Changing the world has consequences.

After foiling Toyo Harada’s plot to use psiots across the globe, the Renegades have gone their separate ways. In their wake grows a group willing to awaken the powers of potential psiots but with disastrous results. @X ends up coming across the NSA, threatening whatever normalcy he knows. He tries to recruit the former Renegades with little result besides the hero Faith. In the end one of their teammates makes a desperate plea to an old friend to help make things right.

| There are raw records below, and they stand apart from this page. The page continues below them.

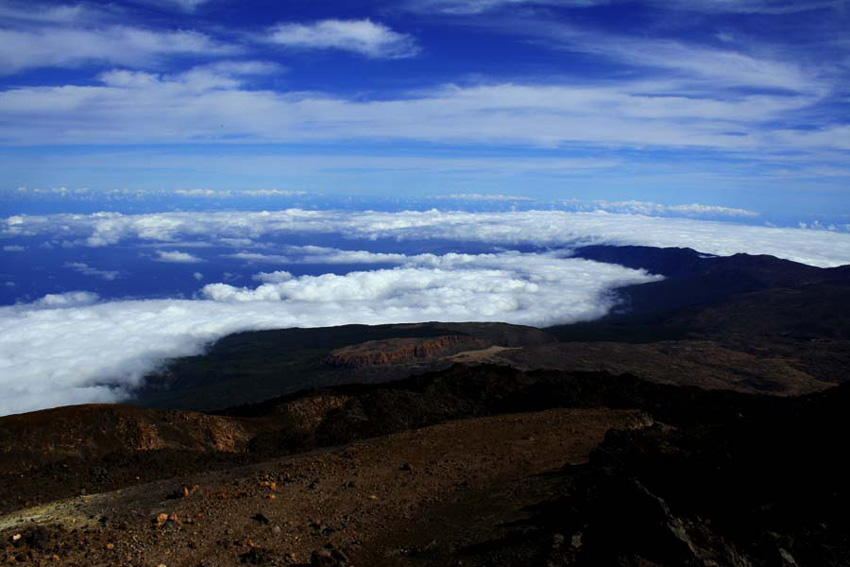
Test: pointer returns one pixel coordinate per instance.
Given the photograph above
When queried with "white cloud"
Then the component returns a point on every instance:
(186, 5)
(114, 45)
(133, 107)
(84, 268)
(774, 7)
(68, 349)
(542, 228)
(324, 255)
(359, 36)
(480, 197)
(648, 208)
(177, 257)
(225, 194)
(473, 7)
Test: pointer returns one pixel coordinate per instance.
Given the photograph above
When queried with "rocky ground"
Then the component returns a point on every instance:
(422, 495)
(702, 429)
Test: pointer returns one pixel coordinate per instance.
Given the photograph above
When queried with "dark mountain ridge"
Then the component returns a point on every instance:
(697, 425)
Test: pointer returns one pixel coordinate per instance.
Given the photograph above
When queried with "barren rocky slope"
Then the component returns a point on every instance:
(703, 431)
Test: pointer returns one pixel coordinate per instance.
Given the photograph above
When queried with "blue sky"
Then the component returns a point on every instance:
(720, 102)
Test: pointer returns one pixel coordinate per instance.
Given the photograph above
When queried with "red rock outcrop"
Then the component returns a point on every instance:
(399, 351)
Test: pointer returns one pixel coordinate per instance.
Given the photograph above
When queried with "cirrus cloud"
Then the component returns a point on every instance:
(363, 37)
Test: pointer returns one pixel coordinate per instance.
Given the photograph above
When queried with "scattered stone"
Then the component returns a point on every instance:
(256, 556)
(557, 541)
(329, 557)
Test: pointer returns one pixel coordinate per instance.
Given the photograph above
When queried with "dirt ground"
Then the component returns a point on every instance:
(413, 498)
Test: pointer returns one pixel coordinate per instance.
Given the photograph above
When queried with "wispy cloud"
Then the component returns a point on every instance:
(115, 45)
(137, 107)
(85, 269)
(363, 37)
(177, 257)
(540, 228)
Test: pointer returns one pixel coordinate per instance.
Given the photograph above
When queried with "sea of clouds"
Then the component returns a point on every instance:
(74, 347)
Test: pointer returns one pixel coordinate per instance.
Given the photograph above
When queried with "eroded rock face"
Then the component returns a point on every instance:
(399, 351)
(91, 431)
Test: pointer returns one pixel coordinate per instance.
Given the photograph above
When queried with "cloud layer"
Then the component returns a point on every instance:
(540, 228)
(73, 348)
(358, 36)
(67, 348)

Harbinger Renegade #1 is much more serious than I ever expected, though that makes sense in the context of the story. The Renegades helped save the world, but they find that their actions lead to other paths they didn’t expect. The fact that there are significant unintended consequences of a heroic crusade sounds true to life. As they say, the road to hell is paved with good intentions, and this return of the Renegades explores how young people can lead the way to the future but also end up creating dire circumstances for others. The narrative of youth, conflict, and consequence is a helpful narrative choice which also lends to exploring the fallout that each of the characters experienced.

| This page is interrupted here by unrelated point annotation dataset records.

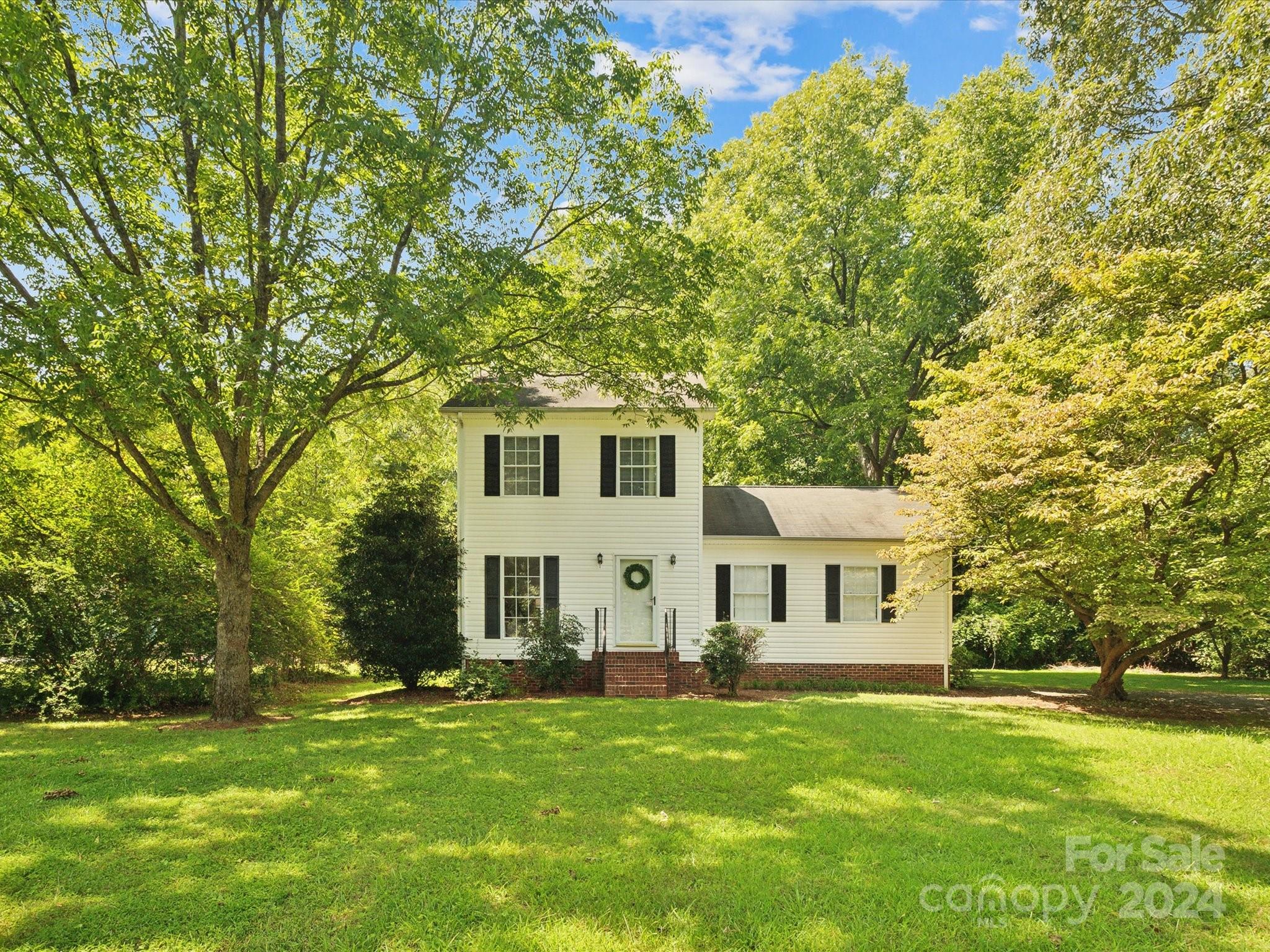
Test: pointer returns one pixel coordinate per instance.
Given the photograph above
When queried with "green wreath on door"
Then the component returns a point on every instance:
(638, 576)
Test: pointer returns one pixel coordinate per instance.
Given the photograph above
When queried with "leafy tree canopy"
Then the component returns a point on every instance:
(229, 225)
(850, 225)
(1112, 450)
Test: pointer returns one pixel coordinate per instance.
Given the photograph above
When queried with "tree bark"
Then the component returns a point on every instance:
(1113, 663)
(233, 695)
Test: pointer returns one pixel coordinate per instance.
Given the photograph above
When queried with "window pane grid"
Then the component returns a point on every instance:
(522, 582)
(522, 466)
(637, 466)
(860, 588)
(750, 593)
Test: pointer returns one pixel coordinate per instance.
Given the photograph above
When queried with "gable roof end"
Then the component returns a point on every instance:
(807, 512)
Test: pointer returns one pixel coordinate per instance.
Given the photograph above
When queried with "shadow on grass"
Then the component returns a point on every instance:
(592, 823)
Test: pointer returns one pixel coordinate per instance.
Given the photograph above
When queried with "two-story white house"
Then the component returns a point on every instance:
(606, 518)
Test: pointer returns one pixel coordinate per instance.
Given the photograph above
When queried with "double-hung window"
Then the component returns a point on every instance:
(522, 466)
(522, 592)
(861, 593)
(637, 466)
(751, 593)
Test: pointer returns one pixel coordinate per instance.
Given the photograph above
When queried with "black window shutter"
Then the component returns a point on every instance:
(550, 583)
(493, 471)
(888, 589)
(778, 593)
(551, 466)
(833, 593)
(493, 596)
(609, 466)
(723, 593)
(666, 461)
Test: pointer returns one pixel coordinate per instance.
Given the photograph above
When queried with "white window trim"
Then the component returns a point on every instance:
(504, 596)
(732, 607)
(657, 465)
(502, 466)
(842, 593)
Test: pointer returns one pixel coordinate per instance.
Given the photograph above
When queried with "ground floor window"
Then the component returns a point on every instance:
(861, 593)
(522, 591)
(750, 593)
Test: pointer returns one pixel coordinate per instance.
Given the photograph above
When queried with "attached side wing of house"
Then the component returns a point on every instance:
(606, 518)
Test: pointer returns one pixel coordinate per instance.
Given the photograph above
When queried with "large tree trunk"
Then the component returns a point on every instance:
(1113, 663)
(233, 697)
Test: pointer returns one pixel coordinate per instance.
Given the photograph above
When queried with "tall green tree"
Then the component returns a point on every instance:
(1112, 450)
(228, 225)
(851, 224)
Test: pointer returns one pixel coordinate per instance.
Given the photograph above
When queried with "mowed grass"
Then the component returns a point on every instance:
(1081, 679)
(611, 824)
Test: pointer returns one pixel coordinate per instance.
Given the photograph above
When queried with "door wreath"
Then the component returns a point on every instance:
(638, 576)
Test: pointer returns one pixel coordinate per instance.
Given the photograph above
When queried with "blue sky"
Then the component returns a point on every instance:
(746, 54)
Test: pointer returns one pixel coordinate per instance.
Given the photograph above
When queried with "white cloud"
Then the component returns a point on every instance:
(724, 46)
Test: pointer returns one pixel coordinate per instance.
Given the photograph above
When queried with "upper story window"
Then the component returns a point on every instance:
(522, 584)
(522, 466)
(637, 466)
(861, 593)
(750, 593)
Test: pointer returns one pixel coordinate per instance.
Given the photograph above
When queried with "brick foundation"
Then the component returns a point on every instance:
(662, 673)
(636, 673)
(690, 676)
(590, 676)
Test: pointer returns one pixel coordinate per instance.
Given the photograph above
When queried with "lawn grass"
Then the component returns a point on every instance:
(613, 824)
(1081, 679)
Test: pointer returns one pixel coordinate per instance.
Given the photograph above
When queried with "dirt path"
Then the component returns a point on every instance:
(1186, 706)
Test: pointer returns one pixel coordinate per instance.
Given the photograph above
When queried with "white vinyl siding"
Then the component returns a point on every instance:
(522, 466)
(522, 589)
(637, 466)
(920, 637)
(751, 593)
(861, 593)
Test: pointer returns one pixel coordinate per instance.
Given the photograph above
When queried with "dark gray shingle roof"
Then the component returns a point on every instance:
(806, 512)
(539, 392)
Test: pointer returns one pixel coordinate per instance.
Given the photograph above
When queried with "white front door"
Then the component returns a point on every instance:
(637, 599)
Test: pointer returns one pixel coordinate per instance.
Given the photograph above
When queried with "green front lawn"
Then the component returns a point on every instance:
(1081, 679)
(606, 824)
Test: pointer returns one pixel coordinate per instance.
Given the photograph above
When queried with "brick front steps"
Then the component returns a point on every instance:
(636, 673)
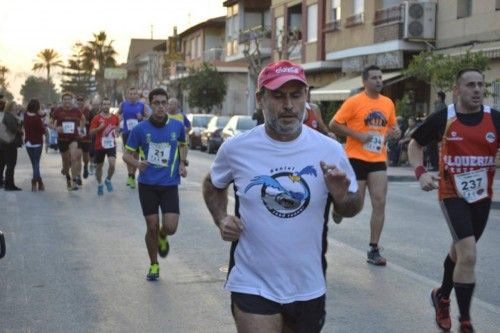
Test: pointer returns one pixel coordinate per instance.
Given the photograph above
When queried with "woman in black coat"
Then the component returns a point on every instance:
(9, 150)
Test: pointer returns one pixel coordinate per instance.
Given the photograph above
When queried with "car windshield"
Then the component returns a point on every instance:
(222, 121)
(200, 121)
(246, 123)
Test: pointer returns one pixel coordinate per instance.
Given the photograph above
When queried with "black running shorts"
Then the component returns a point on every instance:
(362, 168)
(64, 145)
(99, 155)
(124, 138)
(300, 317)
(84, 146)
(153, 197)
(465, 219)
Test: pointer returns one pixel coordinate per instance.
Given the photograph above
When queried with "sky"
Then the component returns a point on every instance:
(29, 26)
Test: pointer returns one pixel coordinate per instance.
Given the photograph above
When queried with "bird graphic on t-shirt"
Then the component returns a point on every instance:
(285, 197)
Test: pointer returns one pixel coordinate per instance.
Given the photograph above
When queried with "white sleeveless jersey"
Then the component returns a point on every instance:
(283, 197)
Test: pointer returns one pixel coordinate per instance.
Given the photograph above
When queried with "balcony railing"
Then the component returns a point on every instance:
(355, 19)
(254, 33)
(213, 54)
(389, 15)
(333, 25)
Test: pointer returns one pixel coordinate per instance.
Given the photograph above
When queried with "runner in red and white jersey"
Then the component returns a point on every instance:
(468, 132)
(104, 126)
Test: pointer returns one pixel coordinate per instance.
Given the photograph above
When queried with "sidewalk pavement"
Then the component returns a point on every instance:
(406, 174)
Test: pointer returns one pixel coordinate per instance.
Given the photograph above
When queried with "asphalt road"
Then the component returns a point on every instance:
(77, 263)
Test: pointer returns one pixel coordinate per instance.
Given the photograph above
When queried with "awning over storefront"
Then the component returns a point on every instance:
(342, 88)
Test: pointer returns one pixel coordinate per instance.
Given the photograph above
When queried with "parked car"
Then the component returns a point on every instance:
(211, 137)
(199, 122)
(237, 125)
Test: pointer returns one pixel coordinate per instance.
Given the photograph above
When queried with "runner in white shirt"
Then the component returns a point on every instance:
(284, 185)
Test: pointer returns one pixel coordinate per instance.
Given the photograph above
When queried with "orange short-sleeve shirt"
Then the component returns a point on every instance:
(367, 115)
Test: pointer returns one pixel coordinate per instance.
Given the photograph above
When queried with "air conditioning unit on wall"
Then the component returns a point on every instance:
(420, 20)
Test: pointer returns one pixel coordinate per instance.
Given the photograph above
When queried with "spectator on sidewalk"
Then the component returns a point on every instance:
(431, 151)
(9, 150)
(405, 140)
(393, 144)
(34, 130)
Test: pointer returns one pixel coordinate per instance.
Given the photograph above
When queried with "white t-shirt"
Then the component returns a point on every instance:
(282, 196)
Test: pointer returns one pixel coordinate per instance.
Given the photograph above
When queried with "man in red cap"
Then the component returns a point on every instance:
(278, 233)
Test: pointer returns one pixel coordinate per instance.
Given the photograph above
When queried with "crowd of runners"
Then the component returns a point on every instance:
(297, 175)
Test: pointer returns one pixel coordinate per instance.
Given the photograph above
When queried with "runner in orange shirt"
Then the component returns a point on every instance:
(366, 119)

Raul Allen and Patricia Martin create beautifully graphic images within the first few pages of the issue outlining the history of the Renegades. I love the minimalistic choices of color and how they add emphasis to create the dynamic history of the main characters. Allen and Martin’s work is eye popping, which helps to engage the reader in this new series.

In Juan Jose Ryp and Frankie D’Armata’s prologue pages, we have a simultaneous dance between chaos and composure. Toyo’s attempt to take down his adversary in a beautiful Spanish home combines the elegance of classic sculptures with the carnage experienced by his agents before their demise. These visual elements mimic the conflict between Toyo and his foe through their differing demeanors and actions even within a few pages, providing a useful artistic parallel to this part of the story.

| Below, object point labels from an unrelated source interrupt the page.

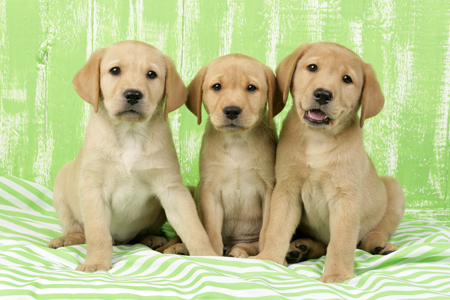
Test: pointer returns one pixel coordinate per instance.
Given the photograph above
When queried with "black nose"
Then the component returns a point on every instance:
(132, 96)
(322, 96)
(232, 112)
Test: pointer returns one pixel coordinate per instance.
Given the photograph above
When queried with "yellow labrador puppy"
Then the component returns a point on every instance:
(237, 157)
(126, 178)
(325, 181)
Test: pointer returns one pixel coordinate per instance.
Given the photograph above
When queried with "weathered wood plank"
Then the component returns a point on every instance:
(43, 44)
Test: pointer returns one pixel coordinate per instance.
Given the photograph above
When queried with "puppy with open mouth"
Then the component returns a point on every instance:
(326, 184)
(126, 178)
(237, 155)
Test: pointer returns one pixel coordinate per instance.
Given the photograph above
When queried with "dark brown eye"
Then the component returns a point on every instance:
(115, 71)
(347, 79)
(312, 68)
(151, 75)
(251, 88)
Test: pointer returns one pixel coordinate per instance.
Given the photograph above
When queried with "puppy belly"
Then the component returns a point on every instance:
(315, 216)
(242, 215)
(133, 216)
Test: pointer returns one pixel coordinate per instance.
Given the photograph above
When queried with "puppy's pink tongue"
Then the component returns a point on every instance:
(317, 115)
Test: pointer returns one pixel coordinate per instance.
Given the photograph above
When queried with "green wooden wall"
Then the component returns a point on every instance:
(43, 44)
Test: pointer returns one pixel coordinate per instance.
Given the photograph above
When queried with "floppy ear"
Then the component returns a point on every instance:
(195, 94)
(372, 99)
(286, 68)
(87, 81)
(176, 92)
(275, 97)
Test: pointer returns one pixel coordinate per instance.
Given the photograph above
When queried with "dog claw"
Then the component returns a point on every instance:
(295, 254)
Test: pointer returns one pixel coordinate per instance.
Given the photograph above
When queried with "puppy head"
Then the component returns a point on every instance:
(328, 83)
(234, 89)
(130, 79)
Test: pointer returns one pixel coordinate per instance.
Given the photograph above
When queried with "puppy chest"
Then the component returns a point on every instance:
(316, 213)
(133, 207)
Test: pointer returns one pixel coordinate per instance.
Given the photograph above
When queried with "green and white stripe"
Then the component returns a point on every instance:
(420, 269)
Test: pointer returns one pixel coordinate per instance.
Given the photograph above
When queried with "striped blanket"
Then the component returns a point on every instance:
(420, 269)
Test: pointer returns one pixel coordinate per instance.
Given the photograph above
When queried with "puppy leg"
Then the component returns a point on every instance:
(153, 241)
(344, 224)
(182, 214)
(175, 240)
(72, 230)
(212, 218)
(266, 211)
(304, 249)
(243, 250)
(149, 239)
(376, 241)
(179, 249)
(73, 233)
(285, 213)
(97, 220)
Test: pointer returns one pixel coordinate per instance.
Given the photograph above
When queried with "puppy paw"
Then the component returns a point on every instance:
(93, 267)
(68, 240)
(179, 249)
(282, 262)
(379, 247)
(385, 248)
(304, 249)
(153, 241)
(335, 278)
(237, 252)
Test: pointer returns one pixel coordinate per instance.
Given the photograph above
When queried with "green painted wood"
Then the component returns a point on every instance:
(44, 43)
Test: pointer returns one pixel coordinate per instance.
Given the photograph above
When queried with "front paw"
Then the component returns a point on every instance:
(335, 278)
(153, 241)
(179, 249)
(237, 252)
(94, 266)
(282, 262)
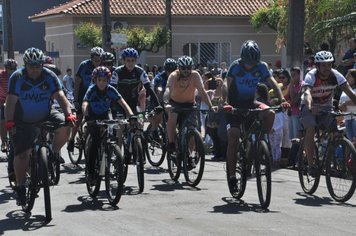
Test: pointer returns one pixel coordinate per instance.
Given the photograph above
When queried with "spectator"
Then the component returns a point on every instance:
(345, 104)
(68, 83)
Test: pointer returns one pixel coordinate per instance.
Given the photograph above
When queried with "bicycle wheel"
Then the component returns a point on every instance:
(139, 158)
(76, 156)
(263, 174)
(156, 146)
(240, 173)
(193, 158)
(308, 183)
(31, 185)
(341, 170)
(114, 175)
(93, 182)
(43, 152)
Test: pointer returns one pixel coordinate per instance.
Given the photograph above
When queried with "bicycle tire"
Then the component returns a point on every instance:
(341, 170)
(308, 183)
(32, 181)
(114, 177)
(79, 143)
(42, 154)
(240, 173)
(93, 185)
(263, 168)
(138, 156)
(193, 160)
(156, 159)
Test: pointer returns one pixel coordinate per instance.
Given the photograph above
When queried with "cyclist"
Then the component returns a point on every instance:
(242, 78)
(10, 66)
(81, 84)
(317, 96)
(129, 79)
(31, 90)
(180, 93)
(96, 105)
(160, 80)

In the main pages of Harbinger Renegade #1, Darick Robertson, Richard Clark, and Diego Rodriguez create an effect similar to that of Ryp and D’Armata, in that many of the events in these pages feel relatively normal until they are undercut by people or actions that are devastating. When I think of this art, the word sinister comes to mind, as the panels are dense with ink but also holding emotions that belie the critical nature of each scenario. The team for these pages makes images which devolve from the characters’ normalcy after their conflict with Toyo into destruction and emotional appeals, underlining the fact that the Renegades are not all in a good place and there is no sign of their situation lightening.

Harbinger Renegade #1 is heavy. This is not a team comic that focuses on lighthearted compassion. Each of them are struggling to make sense of their lives as they are, as well as the places they find themselves in. From the looks of the first issue, this will be a dark series, so even the bright moments may still be tinged with shadow. I think it’s worth a shot if you want more context about the Harbingers, especially if you read Faith, though be prepared to face some of the difficulties of the human experience within these pages.